The Senate Committee on Labour and Social Welfare, chaired by West Pokot Senator Julius Murgor, made the decision on Wednesday after Oparanya ignored summons. The senators directed that he be summoned again in September.
The committee cited Article 125 of the Constitution and Sections 18 and 19 of the Parliamentary Powers and Privileges Act, 2017, which give parliamentary committees the same authority as the High Court to compel attendance.
Oparanya is currently in Dublin, Ireland, leading a high-level Kenyan delegation on a benchmarking mission hosted by the Irish League of Credit Unions (ILCU).
Unpaid Pensions
During the sitting, senators listened to emotional pleas from petitioners over the growing crisis of unpaid pensions and terminal benefits in various sectors. They urged for innovative solutions to long-standing disputes.
National Treasury Cabinet Secretary John Mbadi told the committee that more than 12,000 councillors served before the 2010 Constitution, but only 328 qualify for a one-off honorarium promised in a 1994 presidential circular. He explained that most councillors served part-time and were not entitled to pensions.
“Circular 13/94 only recognizes councillors with 20 years of continuous service as eligible,” Mbadi said.
Mombasa Senator Miraj Abdullahi asked whether the Treasury had carried out a forensic audit to verify how many of the 328 councillors were still alive, as advised by the Attorney General. Mbadi responded that it was up to individual councillors to file claims with the Pensions Department.
Murang’a Senator Joe Nyutu and Nyamira Senator Okongo Mogeni urged the Treasury to adopt a more compassionate approach. Sen. Nyutu even suggested presidential intervention similar to that given to national sports heroes.

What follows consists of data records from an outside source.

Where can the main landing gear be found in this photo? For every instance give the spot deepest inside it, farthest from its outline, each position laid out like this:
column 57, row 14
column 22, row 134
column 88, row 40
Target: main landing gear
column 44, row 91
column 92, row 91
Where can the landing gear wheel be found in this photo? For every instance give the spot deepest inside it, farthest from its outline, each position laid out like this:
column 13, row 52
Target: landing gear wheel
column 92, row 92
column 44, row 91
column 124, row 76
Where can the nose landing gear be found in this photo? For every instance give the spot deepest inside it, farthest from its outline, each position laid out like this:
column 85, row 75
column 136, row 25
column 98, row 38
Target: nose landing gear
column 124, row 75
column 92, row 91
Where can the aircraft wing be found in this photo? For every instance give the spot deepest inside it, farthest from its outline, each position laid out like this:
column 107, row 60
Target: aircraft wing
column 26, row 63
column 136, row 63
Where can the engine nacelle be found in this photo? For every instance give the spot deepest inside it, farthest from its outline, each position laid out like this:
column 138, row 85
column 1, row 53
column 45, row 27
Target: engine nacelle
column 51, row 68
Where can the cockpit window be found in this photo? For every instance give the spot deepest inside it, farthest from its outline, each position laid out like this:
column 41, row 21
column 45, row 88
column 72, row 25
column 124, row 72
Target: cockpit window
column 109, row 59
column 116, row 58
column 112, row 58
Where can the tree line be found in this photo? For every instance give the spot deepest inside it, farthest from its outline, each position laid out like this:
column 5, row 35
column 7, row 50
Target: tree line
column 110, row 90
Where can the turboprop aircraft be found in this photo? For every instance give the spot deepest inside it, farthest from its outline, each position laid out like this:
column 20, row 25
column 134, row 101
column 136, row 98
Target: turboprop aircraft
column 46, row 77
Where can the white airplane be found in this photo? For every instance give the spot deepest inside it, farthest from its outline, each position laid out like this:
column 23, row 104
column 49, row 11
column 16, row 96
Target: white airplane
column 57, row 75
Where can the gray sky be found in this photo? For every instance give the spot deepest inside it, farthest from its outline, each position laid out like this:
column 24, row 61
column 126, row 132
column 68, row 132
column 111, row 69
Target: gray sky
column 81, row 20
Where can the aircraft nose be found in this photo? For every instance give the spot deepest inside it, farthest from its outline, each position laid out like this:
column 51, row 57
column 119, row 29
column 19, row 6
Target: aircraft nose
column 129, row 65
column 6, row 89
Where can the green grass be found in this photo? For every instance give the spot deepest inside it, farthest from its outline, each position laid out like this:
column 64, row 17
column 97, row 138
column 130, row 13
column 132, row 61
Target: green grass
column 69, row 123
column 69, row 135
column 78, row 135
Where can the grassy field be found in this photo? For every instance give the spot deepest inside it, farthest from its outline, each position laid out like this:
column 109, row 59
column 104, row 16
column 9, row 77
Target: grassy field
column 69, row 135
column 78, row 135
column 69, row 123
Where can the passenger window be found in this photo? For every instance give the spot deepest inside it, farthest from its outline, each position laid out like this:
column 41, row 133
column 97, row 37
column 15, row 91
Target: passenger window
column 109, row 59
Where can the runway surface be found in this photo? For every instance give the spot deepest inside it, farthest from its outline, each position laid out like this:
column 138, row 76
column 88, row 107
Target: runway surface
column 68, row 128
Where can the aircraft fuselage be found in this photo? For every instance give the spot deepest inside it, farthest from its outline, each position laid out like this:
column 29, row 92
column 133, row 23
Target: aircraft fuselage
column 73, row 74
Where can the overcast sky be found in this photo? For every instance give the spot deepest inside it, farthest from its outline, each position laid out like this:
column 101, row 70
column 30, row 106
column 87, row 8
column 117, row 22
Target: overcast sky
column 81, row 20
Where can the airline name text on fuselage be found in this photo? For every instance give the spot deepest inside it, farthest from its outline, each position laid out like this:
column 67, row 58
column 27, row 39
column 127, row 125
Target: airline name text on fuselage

Mbadi, however, said only a legal framework could allow such payments. He also condemned what he described as a “criminal” practice by both defunct local authorities and counties of deducting pension contributions from workers but failing to remit them. He revealed that by October 2024, unremitted deductions had reached Sh103.3 billion.
The Kenya Railways Staff Retirement Benefit Scheme (KRSRBs) was also under the spotlight. Over 8,000 retirees are demanding arrears estimated at Sh1.6 billion, though the scheme’s management puts the figure at Sh574 million. Despite holding assets worth Sh38.46 billion, nearly 90 percent of these are tied up in property, leaving the scheme without enough cash.
Kajiado Senator Seki Lenku asked the Retirement Benefits Authority (RBA) to reconcile the figures and conduct a forensic audit of the scheme within two months.
The plight of former Kenya Cooperative Creameries (KCC) workers also resurfaced. They have been waiting for more than 20 years to receive their benefits since the company went into receivership in 1999. Their lawyer, Simoni Namada, pushed their case before the committee.
Mbadi, however, maintained that a Court of Appeal ruling had cleared the government of any legal responsibility to pay them.